ASGrasp: Generalizable Transparent Object Reconstruction and Grasping from RGB-D Active Stereo Camera

Jun Shi,Yong A,Yixiang Jin,Dingzhe Li,Haoyu Niu,Zhezhu Jin,He Wang
2024-05-09
Abstract:In this paper, we tackle the problem of grasping transparent and specular objects. This issue holds importance, yet it remains unsolved within the field of robotics due to failure of recover their accurate geometry by depth cameras. For the first time, we propose ASGrasp, a 6-DoF grasp detection network that uses an RGB-D active stereo camera. ASGrasp utilizes a two-layer learning-based stereo network for the purpose of transparent object reconstruction, enabling material-agnostic object grasping in cluttered environments. In contrast to existing RGB-D based grasp detection methods, which heavily depend on depth restoration networks and the quality of depth maps generated by depth cameras, our system distinguishes itself by its ability to directly utilize raw IR and RGB images for transparent object geometry reconstruction. We create an extensive synthetic dataset through domain randomization, which is based on GraspNet-1Billion. Our experiments demonstrate that ASGrasp can achieve over 90% success rate for generalizable transparent object grasping in both simulation and the real via seamless sim-to-real transfer. Our method significantly outperforms SOTA networks and even surpasses the performance upper bound set by perfect visible point cloud inputs.Project page:
Robotics,Computer Vision and Pattern Recognition
What problem does this paper attempt to address?

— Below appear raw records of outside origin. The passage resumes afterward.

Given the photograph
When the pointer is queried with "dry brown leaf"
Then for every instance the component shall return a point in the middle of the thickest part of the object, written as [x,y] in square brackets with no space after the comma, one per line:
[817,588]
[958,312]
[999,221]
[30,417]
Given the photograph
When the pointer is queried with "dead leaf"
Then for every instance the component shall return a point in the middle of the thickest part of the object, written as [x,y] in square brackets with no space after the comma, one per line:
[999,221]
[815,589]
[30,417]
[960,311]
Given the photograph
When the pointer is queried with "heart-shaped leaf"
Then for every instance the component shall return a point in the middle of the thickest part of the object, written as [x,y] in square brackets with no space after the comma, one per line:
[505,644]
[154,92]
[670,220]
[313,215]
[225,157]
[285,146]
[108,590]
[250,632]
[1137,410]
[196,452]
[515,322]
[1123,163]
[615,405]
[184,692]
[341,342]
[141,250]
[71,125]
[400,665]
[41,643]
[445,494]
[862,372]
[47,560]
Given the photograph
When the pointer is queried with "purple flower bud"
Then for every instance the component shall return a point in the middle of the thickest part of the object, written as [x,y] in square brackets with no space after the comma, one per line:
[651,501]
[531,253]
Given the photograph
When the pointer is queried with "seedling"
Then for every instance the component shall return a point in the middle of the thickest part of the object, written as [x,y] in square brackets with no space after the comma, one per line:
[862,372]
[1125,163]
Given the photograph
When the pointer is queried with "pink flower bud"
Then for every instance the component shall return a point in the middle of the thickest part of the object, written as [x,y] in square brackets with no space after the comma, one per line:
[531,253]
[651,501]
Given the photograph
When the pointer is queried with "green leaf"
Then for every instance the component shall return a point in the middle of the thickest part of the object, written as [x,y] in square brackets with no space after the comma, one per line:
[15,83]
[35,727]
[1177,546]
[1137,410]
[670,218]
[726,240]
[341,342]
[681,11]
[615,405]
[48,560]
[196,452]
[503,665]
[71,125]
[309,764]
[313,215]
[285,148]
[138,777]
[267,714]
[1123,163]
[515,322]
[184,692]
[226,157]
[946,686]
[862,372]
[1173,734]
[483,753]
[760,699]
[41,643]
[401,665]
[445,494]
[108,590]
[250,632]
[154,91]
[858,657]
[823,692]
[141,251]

### Problems the Paper Attempts to Solve The paper aims to address the issue of robotic grasping of transparent and specular objects. This problem is of significant importance in the field of robotics but has not been effectively solved yet, mainly because existing depth cameras cannot accurately recover the geometry of these objects. Specifically, the paper proposes a method called ASGrasp, which uses an RGB-D active stereo camera for 6 degrees of freedom (6-DoF) grasp detection. ASGrasp reconstructs the geometry of transparent objects by leveraging a two-layer learning-based stereo network, enabling material-agnostic object grasping that works effectively even in cluttered environments. ### Main Contributions 1. **Proposed a novel RGB-aware two-layer stereo network**: This network can reconstruct general transparent objects from an RGB-D active stereo camera. 2. **Achieved over 90% success rate for the first time**: In both simulation and real-world scenarios, ASGrasp can achieve a high success rate in grasping general transparent objects without any real training data. ### Method Overview - **Scene Reconstruction Module**: Utilizes RGB images and left-right infrared images, aligns the infrared images to the RGB reference coordinate system through differentiable bilinear sampling to construct a cost volume, and uses a GRU network for stereo matching. Additionally, a second-layer depth branch is introduced to predict the depth of invisible parts. - **Grasp Detection Module**: Based on the two-stage grasping network GSNet, it uses rich point cloud information to predict more accurate grasping poses. ### Experimental Results - **Depth Completion Experiments**: On the DREDS-CatKnown and STD-GraspNet test sets, ASGrasp performs best in first-layer depth completion and also shows excellent performance in second-layer depth completion. - **Grasping Performance Experiments**: In both simulation and real-world scenarios, ASGrasp significantly outperforms existing methods, especially when handling transparent objects, achieving a success rate of over 90%. ### Conclusion The paper proposes a 6-DoF grasping method ASGrasp based on an active stereo camera, which effectively solves the problem of grasping transparent and specular objects. By using a two-layer learning-based stereo network and a large-scale synthetic dataset, ASGrasp achieves significant improvements in both depth completion and grasping performance.